Ces actions au soutien de nouvelles filières agricoles ou de mutualisation d’outils font partie des démarches exemplaires qui participent de la création de modèles économiques résilients. Au stade amont, les exemples de valorisation des coproduits de poissons et de produits de la mer sont légion en Bretagne, pour développer de nouveaux produits alimentaires ou cosmétiques, souvent grâce aux biotechnologies. Annabelle Richard a présenté la démarche d’écologie industrielle territoriale, menée par le cluster « Iceland Ocean » en Islande : 80% du poisson y est désormais valorisé contre 50 % en moyenne en Europe. Les coproduits des poissons sont utilisés en pharmacologie, nutraceutique, cosmétique et électricité géothermique.

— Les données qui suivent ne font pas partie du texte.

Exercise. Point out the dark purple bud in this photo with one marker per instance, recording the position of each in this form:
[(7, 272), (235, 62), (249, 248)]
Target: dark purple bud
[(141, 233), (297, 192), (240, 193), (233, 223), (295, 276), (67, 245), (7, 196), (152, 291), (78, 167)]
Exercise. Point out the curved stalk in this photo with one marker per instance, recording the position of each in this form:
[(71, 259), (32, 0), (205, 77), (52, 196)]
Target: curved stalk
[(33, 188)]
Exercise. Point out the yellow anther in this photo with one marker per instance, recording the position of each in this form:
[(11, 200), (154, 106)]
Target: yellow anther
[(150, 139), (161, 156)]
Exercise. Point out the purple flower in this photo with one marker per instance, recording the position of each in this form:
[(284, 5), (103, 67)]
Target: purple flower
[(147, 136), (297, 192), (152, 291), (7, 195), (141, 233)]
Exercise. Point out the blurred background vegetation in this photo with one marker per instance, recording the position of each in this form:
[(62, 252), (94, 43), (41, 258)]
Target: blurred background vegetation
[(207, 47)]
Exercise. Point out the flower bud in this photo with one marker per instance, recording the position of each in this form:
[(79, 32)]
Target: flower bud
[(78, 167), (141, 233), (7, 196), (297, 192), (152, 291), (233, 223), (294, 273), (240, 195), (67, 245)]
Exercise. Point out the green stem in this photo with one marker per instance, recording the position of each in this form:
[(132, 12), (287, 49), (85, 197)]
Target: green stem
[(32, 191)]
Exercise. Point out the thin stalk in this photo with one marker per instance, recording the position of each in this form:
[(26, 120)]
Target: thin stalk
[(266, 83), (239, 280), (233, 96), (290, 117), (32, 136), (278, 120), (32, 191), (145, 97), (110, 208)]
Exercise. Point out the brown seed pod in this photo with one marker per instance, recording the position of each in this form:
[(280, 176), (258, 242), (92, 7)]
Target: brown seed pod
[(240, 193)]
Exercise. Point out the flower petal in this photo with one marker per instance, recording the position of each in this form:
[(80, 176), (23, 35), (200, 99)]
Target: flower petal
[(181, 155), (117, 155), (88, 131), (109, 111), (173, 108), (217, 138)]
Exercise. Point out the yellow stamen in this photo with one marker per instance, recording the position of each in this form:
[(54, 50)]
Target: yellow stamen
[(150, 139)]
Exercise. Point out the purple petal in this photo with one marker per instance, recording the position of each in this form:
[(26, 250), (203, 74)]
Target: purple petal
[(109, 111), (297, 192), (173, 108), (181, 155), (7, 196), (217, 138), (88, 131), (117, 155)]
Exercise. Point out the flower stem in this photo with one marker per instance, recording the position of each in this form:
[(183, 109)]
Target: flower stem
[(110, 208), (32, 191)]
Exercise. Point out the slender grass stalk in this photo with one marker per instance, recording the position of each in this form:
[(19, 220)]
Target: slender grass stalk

Marketing et innovation produit

En complément d’un outil commun industriel et de livraison à des producteurs laitiers, la marque « J’achète Fermier » propose également un outil marketing à travers leur marque ombrelle, tout comme « Invitation à la ferme », en Bretagne, qui réunit des producteurs laitiers de yaourts bio. Au croisement de l’amont et du marketing produit, Miyokos, producteur de fromages et de beurre végétal aux Etats-Unis, accompagne ses fournisseurs producteurs laitiers qui souhaitent explorer des alternatives végétariennes. Et c’est aussi à ce stade-là que se joue la transition alimentaire : s’adapter au goût des différents publics, en travaillant sur l’innovation produit.

La sécurité sanitaire

A l’appui de l’exemple du lait végétal Ripple, présenté par Utopies, Anne-Sophie Guillard responsable du service Food & Pack Solutions à l’ADRIA a rappelé leur rôle en sécurité sanitaire dans ce domaine. Car intégrer de nouveaux aliments, par exemple, végétaux, implique des changements de formulation qui peuvent générer des problèmes de sécurité… L’Adria travaille aussi sur l’impact des procédés et équipements de conservation sur les consommations énergétiques. L’accompagnement des entreprises passe par les connexions de pratiques et connaissances de différents métiers, en lien avec d’autres acteurs locaux.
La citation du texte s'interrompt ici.